DISASM6 v1.5 - Nes oriented disassembler producing asm6 code

Discuss technical or other issues relating to programming the Nintendo Entertainment System, Famicom, or compatible systems. See the NESdev wiki for more information.

Moderator: Moderators

User avatar
loopy
Posts: 405
Joined: Sun Sep 19, 2004 10:52 pm
Location: UT

Post by loopy »

Tepples is right. Whether you enter 6, $6, $06, $0006, or $000000006, asm6 sees it as just a number. If it's <256, a ZP instruction is emitted. I'm open to the idea of having a forced absolute address. Any suggestions on syntax?

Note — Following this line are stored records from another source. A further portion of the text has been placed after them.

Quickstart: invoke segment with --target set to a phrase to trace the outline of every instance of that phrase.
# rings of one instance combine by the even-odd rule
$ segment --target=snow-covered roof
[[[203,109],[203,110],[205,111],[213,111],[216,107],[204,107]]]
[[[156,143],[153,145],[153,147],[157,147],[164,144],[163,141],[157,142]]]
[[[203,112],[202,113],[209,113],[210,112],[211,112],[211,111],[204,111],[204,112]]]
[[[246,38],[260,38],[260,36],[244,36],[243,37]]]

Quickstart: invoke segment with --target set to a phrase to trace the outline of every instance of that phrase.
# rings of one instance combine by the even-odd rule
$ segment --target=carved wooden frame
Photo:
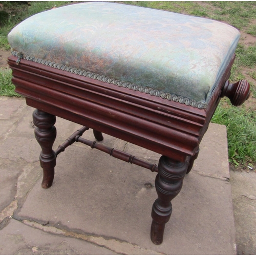
[[[164,226],[172,213],[170,201],[180,191],[182,180],[197,157],[200,142],[220,98],[227,96],[237,105],[250,93],[246,81],[234,84],[227,81],[234,55],[207,106],[203,109],[25,59],[17,65],[17,59],[10,56],[8,63],[13,71],[15,91],[26,97],[28,105],[37,110],[33,120],[36,138],[42,148],[43,187],[51,186],[54,175],[55,116],[93,129],[99,140],[104,133],[163,155],[158,170],[154,169],[159,173],[156,178],[158,199],[152,214],[151,239],[156,244],[162,242]],[[75,134],[65,146],[79,133]],[[78,137],[75,139],[82,142]],[[65,146],[56,151],[58,154]]]

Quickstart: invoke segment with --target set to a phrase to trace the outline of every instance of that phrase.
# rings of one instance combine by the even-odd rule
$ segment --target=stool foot
[[[35,136],[41,146],[39,159],[43,169],[42,187],[50,187],[54,178],[54,167],[56,165],[56,156],[52,146],[56,136],[56,128],[54,124],[56,117],[39,110],[33,113],[33,121],[35,125]]]
[[[189,173],[189,172],[192,169],[192,167],[193,167],[194,161],[198,157],[198,154],[199,154],[199,150],[200,150],[200,148],[199,148],[199,147],[198,147],[197,150],[196,151],[195,154],[191,158],[190,160],[189,160],[189,166],[188,166],[188,168],[187,168],[187,174]]]
[[[158,198],[152,207],[151,238],[156,245],[163,242],[165,223],[172,211],[170,201],[179,193],[182,187],[188,163],[175,161],[167,157],[160,157],[155,186]]]
[[[93,135],[97,141],[102,141],[104,138],[103,137],[102,134],[101,132],[98,132],[95,130],[93,130]]]

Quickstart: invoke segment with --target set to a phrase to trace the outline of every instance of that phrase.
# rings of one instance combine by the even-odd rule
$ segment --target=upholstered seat
[[[8,36],[14,56],[199,108],[239,38],[220,22],[98,2],[36,14]]]
[[[220,98],[239,105],[249,97],[246,81],[228,80],[239,37],[220,22],[98,2],[42,12],[14,28],[8,63],[15,91],[36,109],[42,187],[52,184],[57,155],[75,142],[158,172],[151,238],[161,244],[170,202]],[[83,126],[54,151],[56,116]],[[81,138],[89,127],[97,141],[104,133],[162,155],[158,165]]]

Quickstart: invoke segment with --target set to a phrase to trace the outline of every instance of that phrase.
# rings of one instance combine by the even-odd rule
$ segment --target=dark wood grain
[[[33,114],[36,138],[42,148],[43,187],[52,183],[56,156],[67,146],[80,141],[123,161],[157,171],[155,165],[127,153],[81,138],[89,127],[98,141],[102,133],[162,155],[158,164],[156,188],[158,198],[153,204],[151,239],[163,240],[165,224],[172,211],[171,201],[180,191],[199,152],[199,144],[222,97],[235,105],[249,97],[249,83],[242,80],[231,84],[228,79],[234,55],[219,81],[207,107],[199,109],[174,101],[119,87],[10,56],[15,91],[26,97],[28,105],[37,109]],[[55,153],[55,116],[86,126],[60,145]]]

Until something is implemented, making a macro is an easy workaround (as Dwedit already suggested)
frantik
Posts: 377
Joined: Tue Mar 03, 2009 3:56 pm

Post by frantik »

the most intuitive way would be if it's something like LDA $00FF it uses absolute but if it's LDA $FF then use ZP.

if it has to be some kind of special syntax, maybe quote marks? to say, "yes i really mean this!!"

LDA "$00FF"

but i think being able to leave them out would make more sense.. perhaps some kind of directive to enable/disable the mode?

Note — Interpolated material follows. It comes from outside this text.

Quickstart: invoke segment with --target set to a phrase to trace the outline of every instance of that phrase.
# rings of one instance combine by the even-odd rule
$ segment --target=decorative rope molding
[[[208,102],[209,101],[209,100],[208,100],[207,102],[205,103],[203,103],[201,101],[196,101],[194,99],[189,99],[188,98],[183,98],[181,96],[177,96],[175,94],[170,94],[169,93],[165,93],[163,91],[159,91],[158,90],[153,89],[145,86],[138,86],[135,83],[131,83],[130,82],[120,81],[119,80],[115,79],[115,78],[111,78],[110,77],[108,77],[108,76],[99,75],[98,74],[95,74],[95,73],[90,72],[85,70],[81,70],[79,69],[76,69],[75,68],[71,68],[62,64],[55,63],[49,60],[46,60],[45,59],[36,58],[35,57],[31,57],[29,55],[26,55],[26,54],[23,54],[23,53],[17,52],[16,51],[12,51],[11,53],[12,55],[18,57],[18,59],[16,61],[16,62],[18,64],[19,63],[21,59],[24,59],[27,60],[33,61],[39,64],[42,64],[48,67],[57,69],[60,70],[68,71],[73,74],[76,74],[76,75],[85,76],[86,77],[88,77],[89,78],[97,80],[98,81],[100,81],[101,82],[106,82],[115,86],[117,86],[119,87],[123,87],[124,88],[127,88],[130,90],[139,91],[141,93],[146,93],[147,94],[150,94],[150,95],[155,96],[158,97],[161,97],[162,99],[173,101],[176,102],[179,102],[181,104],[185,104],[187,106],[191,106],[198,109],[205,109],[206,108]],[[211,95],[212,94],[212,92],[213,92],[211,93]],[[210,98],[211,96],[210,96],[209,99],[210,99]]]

it's not something the average programmer needs to worry about but for disassembling it would be nice to represent all valid lines of code without resorting to hex/db/etc

or maybe something like

LDA word($00FF)
LDA byte($00FF)

to force ZP or ABS


(btw for those who missed it at the bottom of page 2 i updated the code :))
User avatar
tokumaru
Posts: 12427
Joined: Sat Feb 12, 2005 9:43 pm
Location: Rio de Janeiro - Brazil

Post by tokumaru »

frantik wrote:the most intuitive way would be if it's something like LDA $00FF it uses absolute but if it's LDA $FF then use ZP.
Remember that unlike disassembled code, normal programs rarely (ideally, never) use explicit addresses, they use labels, so this is not an option.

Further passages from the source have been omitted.